A practical integration point: when ranking a panel of 30–50 lead candidates by combined affinity + developability score, adding the yield risk tier as a tiebreaker changes the synthesis queue in a useful way. Candidates with similar affinity and developability profiles but different yield risk tiers — where the lower-risk candidate gets prioritized — represent the marginal cases where sequence-level prediction earns its keep. The high-risk candidates don't get dropped from the list entirely; they get deprioritized unless there's a strong affinity argument that justifies the risk of a yield remediation cycle later.
What we're actively avoiding is using yield prediction as a hard filter at the sequence stage. The false negative rate is high enough that a hard filter would eliminate candidates that would have expressed normally. The appropriate use is advisory: flag sequences in the high-risk tier, note the specific features driving the flag, and let the program team make the call knowing the risk is there. That's a better outcome than either ignoring yield entirely or using an unreliable predictor to hard-eliminate candidates that might have been your best leads.
The Upstream Design Implication
The more useful application of this knowledge is upstream of lead selection, in library design. If you know that VH3 family germlines express better on average, and that VH/VL interface hydrophobic patches increase expression risk, those facts should inform CDR library construction and humanization scaffold selection before a single sequence is ever synthesized. The phage display or yeast display campaign produces sequences from whatever library you put in; if you've built the library around low-expression-risk scaffolds from the start, the lead candidates that emerge are more likely to express well without remediation.

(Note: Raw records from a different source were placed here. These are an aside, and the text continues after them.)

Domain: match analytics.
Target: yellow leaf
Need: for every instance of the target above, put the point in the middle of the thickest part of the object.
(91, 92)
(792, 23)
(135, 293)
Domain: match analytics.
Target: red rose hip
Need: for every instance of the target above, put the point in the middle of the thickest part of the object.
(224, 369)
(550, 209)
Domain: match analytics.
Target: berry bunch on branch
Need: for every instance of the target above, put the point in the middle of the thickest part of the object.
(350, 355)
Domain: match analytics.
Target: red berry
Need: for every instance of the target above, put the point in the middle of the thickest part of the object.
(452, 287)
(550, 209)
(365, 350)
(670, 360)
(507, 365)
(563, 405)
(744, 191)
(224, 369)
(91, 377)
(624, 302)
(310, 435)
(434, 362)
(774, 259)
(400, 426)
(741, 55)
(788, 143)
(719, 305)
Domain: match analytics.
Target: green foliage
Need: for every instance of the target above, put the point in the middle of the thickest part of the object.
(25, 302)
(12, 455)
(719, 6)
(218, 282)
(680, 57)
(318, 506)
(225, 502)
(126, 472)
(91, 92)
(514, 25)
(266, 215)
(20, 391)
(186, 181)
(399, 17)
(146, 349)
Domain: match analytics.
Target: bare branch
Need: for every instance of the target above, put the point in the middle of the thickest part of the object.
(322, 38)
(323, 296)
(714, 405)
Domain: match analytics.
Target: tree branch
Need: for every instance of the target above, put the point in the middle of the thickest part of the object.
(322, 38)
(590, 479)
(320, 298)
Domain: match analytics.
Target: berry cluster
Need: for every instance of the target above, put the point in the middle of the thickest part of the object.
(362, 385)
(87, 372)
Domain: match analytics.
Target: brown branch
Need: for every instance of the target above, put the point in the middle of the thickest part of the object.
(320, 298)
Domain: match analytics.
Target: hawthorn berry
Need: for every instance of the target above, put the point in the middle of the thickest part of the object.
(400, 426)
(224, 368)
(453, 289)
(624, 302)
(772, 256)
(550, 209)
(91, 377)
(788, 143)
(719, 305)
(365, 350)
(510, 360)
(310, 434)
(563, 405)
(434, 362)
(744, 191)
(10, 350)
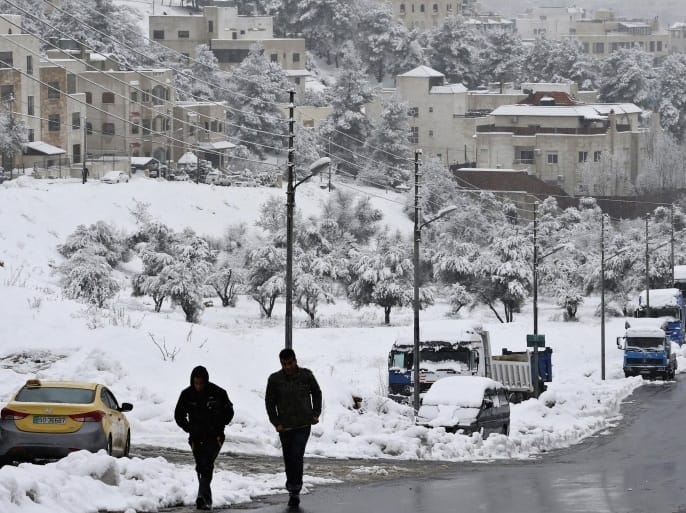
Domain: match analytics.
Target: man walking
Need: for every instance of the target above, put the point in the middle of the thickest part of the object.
(202, 411)
(294, 404)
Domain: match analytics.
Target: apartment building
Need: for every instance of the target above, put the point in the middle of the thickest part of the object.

That's a genuine shift in how manufacturability is addressed — from reactive (catch the yield problem in transient CHO and fix it) to proactive (design the variant space so low-yield sequences are less likely to be selected in the first place). It's not a complete solution — some yield problems emerge from the specific CDR sequence context that no scaffold pre-selection could anticipate — but it shifts the base rate favorably, and that compounds across a program with multiple optimization cycles.